(Recasts to move background up; adds tweet from Icahn)
April 28 (Reuters) - Weight-loss and nutritional products maker Herbalife Ltd on Monday reported a 9 percent increase in global sales volumes for the first quarter and said it was suspending its quarterly dividend to use the cash to repurchase additional shares.
The dividend suspension from Herbalife, which has been accused of being a “pyramid scheme” by hedge fund manager William Ackman, prompted praise from legendary investor Carl Icahn on Twitter.
“Great move by (Herbalife) to suspend dividend & buyback shares ... Confirms confidence in the future,” said Icahn, who has a stake in the Los Angeles-based company.
Herbalife on Monday reported first-quarter adjusted net earnings of $1.50 per share, topping analysts’ average forecast by 20 cents per share, according to Thomson Reuters I/B/E/S.

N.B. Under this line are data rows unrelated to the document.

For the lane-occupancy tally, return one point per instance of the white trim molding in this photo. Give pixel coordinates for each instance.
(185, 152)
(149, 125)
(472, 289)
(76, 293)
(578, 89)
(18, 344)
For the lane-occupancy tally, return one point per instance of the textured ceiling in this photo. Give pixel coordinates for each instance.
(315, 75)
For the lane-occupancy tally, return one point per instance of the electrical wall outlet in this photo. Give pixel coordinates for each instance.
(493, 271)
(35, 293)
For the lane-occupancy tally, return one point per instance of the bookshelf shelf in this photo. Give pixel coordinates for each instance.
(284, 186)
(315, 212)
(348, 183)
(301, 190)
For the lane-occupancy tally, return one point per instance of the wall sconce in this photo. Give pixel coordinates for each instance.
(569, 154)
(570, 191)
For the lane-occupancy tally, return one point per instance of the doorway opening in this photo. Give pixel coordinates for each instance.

It also boosted its 2014 earnings forecast to a range of $6.10 to $6.30 per share from its previous range of $5.85 to $6.05.
Ackman took a $1 billion short position against Herbalife in December 2012.
Since then, several civil rights groups also have alleged the company is running a pyramid scheme, leading the Federal Trade Commission, the Federal Bureau of Investigation, New York State Attorney General Eric Schneiderman and Illinois Attorney General Lisa Madigan to also open investigations.
The company denies the allegations. High-profile investors such as Icahn, George Soros and Daniel Loeb have supported Herbalife in the past by taking stakes.
Herbalife, which competes with Weight Watchers International Inc, Nutrisystem Inc and Medifast Inc, has been benefiting from what it calls the “daily consumption model” and a focus on emerging markets.
Its daily consumption model, which promotes everyday use of its products such as energy drinks and multi-vitamin tablets, has seen higher demand because customers shell out less money at a time.